Emma Chamberlain made a name for herself in the mid-to-late 2010s through her unscripted YouTube vlogging. Her videos were sometimes travel diaries, often sprinkled with candid scenes of her trying new cafés or tinkering with cold brew at home. Those early moments built a loyal audience that trusted her voice and tastes. When she decided to turn that love of coffee into a business, her base of millions followed her transition not as a corporate pivot but as a natural evolution of her personal interests.

Chamberlain Coffee began as a direct-to-consumer business, built for an audience that already associated its founder with a certain kind of casual authenticity. Chamberlain’s YouTube career was defined by her rejection of the high-gloss influencer template. Her appeal came from how unproduced everything felt, even when it was carefully edited. Coffee was a recurring detail in that world, and the brand grew naturally out of it. By 2022, the company had started moving beyond internet novelty and influencer hype. According to multiple reports, Chamberlain Coffee raised $7 million in Series A funding, led by Blazar Capital and Chamberlain herself, as the company pushed further into retail and scaled distribution. Quoted in Forbes, Chamberlain described the company as an extension of her personal tastes rather than a detached business venture. This approach has been central to Chamberlain Coffee’s marketing approach from the beginning of the brand.

Chamberlain Coffee’s product line has expanded steadily. The brand now sells flavored blends, matcha, instant coffee and tea sticks, and branded accessories, like whisks, cups and bags. All of their items arrive in bright packaging that feels closer to Gen Z design language than traditional specialty coffee minimalism. The company has also emphasized sourcing and sustainability in its messaging, including partnerships that support farming communities. By 2024, the company was making a reported $20 million dollars in annual revenue. The brand forecasted $33 million dollars of revenue in 2025.

In recent years, the company has landed distribution in major chains including Target, Walmart, Whole Foods, and Sprouts, shifting the brand from something ordered online by fans into something encountered casually in grocery aisles. Starting with a limited edition online-only collaboration with lemonade company Swoon in 2022, followed by a collaboration with dairy-free creamer Nutpods the same year. In 2023, the brand then dropped an exclusive release at Walmart in 2022 of its plant-based coffee drinks, which was described by Chamberlain Coffee’s then-CEO Christopher Gallant as “a big moment for the brand”. In 2025, Chamberlain Coffee opened its first permanent café location in Los Angeles at Westfield Century City. The opening drew long lines, shifting towards a traditional retail environment where the product has to stand on its own.

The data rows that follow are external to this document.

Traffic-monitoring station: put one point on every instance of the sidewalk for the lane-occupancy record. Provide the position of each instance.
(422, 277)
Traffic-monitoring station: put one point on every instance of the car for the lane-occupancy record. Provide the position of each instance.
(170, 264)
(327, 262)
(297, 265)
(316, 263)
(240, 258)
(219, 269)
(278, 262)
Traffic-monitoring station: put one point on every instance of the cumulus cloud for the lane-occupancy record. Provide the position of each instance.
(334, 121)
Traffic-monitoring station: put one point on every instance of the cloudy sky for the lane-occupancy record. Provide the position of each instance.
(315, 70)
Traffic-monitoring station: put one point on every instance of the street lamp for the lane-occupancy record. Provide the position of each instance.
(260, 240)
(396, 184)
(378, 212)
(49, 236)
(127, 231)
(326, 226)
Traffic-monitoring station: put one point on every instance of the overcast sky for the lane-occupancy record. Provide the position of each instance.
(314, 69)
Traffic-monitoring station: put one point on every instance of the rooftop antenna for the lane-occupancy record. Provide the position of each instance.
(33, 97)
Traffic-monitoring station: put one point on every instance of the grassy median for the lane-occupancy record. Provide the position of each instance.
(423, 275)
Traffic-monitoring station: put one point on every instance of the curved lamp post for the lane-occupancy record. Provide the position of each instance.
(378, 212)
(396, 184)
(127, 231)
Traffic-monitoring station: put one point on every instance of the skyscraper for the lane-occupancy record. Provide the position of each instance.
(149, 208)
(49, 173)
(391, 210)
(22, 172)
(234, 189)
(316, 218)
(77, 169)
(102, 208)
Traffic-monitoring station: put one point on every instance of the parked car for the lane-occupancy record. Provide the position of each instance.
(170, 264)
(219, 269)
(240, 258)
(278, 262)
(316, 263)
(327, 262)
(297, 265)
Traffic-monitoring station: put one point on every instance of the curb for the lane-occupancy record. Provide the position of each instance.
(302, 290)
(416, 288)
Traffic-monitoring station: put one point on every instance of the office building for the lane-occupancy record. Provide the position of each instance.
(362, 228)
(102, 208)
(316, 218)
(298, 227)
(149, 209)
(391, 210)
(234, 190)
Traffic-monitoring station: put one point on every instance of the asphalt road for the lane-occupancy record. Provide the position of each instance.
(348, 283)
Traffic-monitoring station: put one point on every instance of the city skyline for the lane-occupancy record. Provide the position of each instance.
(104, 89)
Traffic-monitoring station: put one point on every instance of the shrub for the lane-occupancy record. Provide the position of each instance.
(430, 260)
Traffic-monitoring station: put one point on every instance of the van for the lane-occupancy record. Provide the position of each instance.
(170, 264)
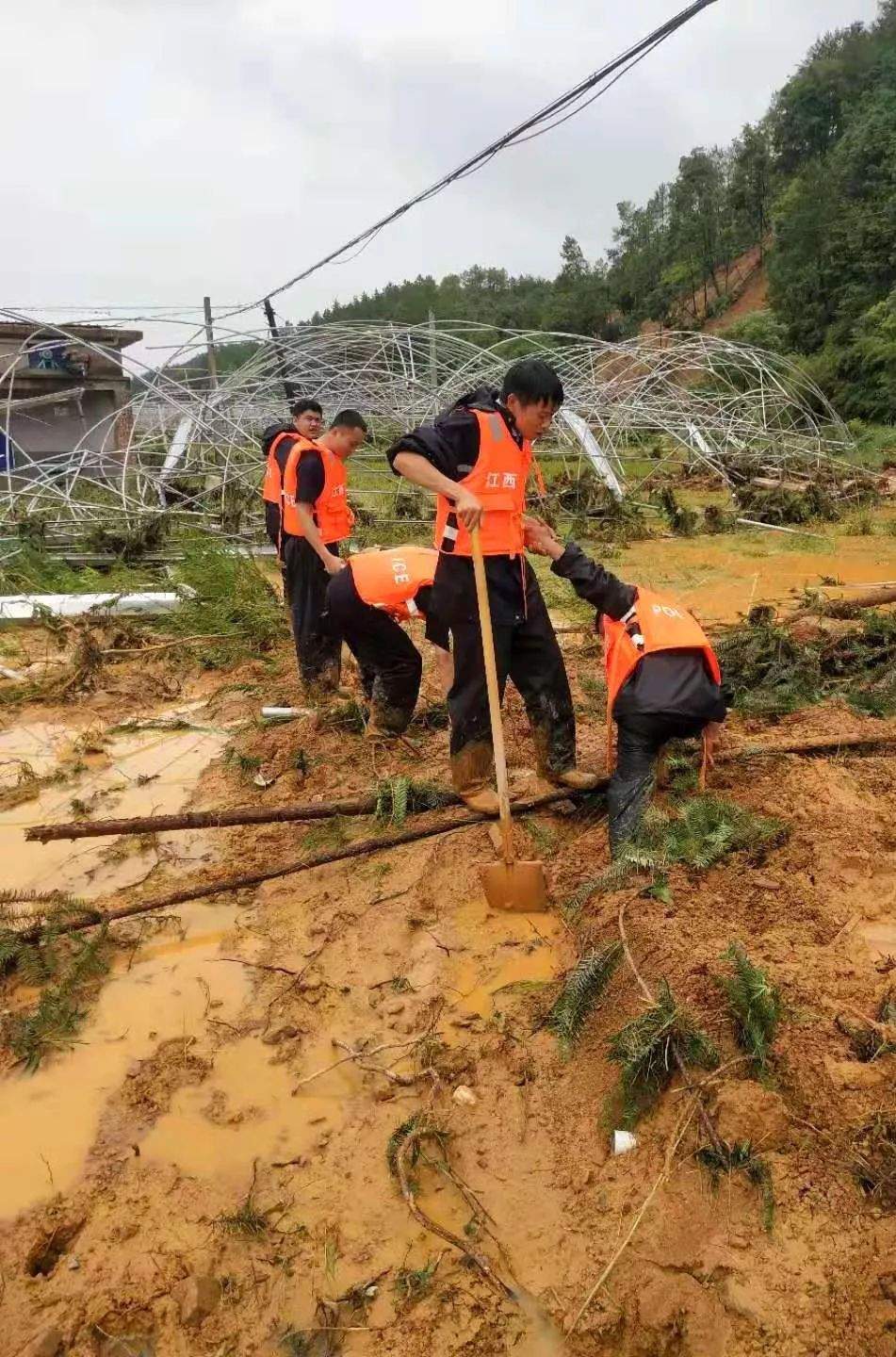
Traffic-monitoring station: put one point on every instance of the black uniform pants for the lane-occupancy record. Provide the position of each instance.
(305, 591)
(638, 744)
(529, 654)
(388, 660)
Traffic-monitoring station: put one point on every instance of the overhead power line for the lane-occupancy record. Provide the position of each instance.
(551, 116)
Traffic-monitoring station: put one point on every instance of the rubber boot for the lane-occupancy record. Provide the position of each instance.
(575, 779)
(471, 770)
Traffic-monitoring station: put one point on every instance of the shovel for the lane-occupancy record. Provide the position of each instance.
(508, 884)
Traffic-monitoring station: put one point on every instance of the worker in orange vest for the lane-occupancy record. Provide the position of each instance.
(477, 459)
(277, 443)
(317, 518)
(366, 604)
(662, 678)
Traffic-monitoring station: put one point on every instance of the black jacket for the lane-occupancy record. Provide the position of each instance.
(672, 685)
(451, 446)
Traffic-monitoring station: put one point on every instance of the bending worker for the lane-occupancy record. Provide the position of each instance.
(662, 678)
(317, 518)
(477, 459)
(366, 604)
(277, 443)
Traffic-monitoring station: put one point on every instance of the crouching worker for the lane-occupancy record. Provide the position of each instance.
(662, 678)
(366, 604)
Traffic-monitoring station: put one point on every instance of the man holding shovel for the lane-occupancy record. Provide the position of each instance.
(662, 678)
(477, 460)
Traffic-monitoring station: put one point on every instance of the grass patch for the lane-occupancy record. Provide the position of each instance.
(64, 973)
(412, 1283)
(582, 990)
(648, 1051)
(741, 1158)
(397, 798)
(769, 672)
(755, 1005)
(227, 597)
(705, 831)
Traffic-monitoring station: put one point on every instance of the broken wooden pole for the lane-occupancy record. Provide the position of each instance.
(92, 918)
(209, 819)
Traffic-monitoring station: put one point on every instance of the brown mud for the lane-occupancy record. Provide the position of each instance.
(199, 1175)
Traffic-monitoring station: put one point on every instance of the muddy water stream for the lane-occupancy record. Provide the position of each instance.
(725, 576)
(138, 774)
(520, 949)
(49, 1120)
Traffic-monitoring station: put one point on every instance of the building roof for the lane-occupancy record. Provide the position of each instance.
(108, 335)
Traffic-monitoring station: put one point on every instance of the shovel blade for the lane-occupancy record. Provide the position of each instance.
(519, 885)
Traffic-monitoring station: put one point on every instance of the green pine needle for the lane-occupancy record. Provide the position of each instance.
(755, 1005)
(584, 989)
(741, 1158)
(645, 1051)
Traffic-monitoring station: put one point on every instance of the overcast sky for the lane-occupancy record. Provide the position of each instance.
(159, 150)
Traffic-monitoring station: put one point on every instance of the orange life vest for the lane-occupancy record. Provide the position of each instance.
(332, 511)
(271, 489)
(653, 623)
(498, 481)
(391, 579)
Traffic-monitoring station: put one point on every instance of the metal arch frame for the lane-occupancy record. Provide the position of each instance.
(738, 398)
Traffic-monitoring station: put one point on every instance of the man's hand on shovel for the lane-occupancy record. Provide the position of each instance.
(467, 508)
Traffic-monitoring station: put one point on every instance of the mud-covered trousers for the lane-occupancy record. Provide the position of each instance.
(529, 654)
(388, 660)
(305, 589)
(638, 744)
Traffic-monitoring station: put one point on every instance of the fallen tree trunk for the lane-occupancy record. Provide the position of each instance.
(255, 878)
(208, 819)
(366, 805)
(847, 607)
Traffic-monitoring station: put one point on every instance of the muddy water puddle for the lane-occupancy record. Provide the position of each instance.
(246, 1110)
(165, 989)
(129, 774)
(725, 576)
(513, 953)
(49, 1120)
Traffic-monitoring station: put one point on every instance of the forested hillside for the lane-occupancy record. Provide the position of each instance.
(809, 191)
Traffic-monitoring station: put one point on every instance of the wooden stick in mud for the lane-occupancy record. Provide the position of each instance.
(367, 805)
(257, 878)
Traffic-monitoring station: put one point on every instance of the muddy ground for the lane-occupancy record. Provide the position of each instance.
(190, 1178)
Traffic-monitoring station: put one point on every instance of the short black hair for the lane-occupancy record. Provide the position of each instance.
(350, 419)
(301, 407)
(533, 382)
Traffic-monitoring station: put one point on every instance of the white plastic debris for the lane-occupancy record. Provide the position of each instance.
(28, 607)
(464, 1097)
(624, 1141)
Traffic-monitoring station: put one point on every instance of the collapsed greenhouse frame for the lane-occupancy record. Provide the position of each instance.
(191, 448)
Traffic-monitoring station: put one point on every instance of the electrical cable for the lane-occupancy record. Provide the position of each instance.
(568, 105)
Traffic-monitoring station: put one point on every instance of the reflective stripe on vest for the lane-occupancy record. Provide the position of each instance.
(652, 625)
(332, 511)
(393, 579)
(271, 489)
(498, 482)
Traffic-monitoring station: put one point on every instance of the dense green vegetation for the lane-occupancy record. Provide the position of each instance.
(812, 187)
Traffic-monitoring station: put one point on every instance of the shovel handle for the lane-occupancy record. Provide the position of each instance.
(495, 699)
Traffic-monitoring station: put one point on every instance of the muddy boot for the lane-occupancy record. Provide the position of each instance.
(471, 770)
(575, 779)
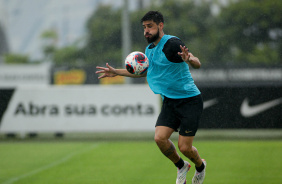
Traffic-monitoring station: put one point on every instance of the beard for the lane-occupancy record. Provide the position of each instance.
(153, 38)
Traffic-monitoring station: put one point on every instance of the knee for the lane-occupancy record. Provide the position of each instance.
(186, 149)
(160, 140)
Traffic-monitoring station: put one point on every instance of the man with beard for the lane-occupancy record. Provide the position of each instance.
(168, 75)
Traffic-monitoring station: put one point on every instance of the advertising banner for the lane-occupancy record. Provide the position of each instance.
(131, 108)
(83, 108)
(242, 107)
(20, 75)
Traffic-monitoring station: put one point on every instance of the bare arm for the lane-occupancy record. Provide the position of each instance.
(110, 71)
(189, 58)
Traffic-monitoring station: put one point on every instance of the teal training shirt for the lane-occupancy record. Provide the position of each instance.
(170, 79)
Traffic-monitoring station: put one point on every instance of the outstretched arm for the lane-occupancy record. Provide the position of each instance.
(189, 58)
(110, 71)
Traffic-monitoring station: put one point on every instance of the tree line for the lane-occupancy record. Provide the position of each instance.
(241, 33)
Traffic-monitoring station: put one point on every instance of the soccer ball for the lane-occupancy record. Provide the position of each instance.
(136, 63)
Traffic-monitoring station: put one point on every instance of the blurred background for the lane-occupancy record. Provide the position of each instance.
(60, 124)
(49, 50)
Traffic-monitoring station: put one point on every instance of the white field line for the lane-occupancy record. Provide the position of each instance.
(48, 166)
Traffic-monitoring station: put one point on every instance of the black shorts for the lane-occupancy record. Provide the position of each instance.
(181, 114)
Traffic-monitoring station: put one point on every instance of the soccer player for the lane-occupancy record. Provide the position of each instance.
(168, 75)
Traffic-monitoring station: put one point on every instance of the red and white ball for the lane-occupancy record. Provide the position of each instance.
(136, 63)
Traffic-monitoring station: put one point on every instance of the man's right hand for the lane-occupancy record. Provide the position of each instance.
(108, 71)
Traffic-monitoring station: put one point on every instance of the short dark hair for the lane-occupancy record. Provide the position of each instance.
(156, 16)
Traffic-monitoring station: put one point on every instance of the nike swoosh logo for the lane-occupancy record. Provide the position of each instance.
(250, 111)
(210, 103)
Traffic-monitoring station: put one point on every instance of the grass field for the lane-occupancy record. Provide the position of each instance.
(124, 162)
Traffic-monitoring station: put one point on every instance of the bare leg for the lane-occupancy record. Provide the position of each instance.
(162, 135)
(186, 148)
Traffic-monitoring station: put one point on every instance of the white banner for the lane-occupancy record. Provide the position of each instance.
(18, 75)
(81, 108)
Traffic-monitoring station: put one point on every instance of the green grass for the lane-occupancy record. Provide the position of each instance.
(123, 162)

Chamberlain Coffee also fits into a larger pattern of creators building consumer brands with longer shelf lives than merchandise lines. Unlike limited apparel releases, coffee is a repeat-purchase category, and the company has positioned itself around everyday use rather than collectibles. Chamberlain Coffee has distinguished itself from the standard branded t-shirt many creators sell. The company’s growth has come through incremental product additions and wider availability, not a single breakout moment.

Five years after launch, Chamberlain Coffee occupies a different space than it did in 2019. What began as a creator-led online shop is now a nationally distributed beverage brand. The brand has fully legitimized itself with venture capital backing, multiple major retail partners, and a first step into café operations. Chamberlain remains the face of the company, and became co-CEO in 2024, but the business itself has expanded into a standalone presence in grocery aisles and shopping centers well beyond her original audience.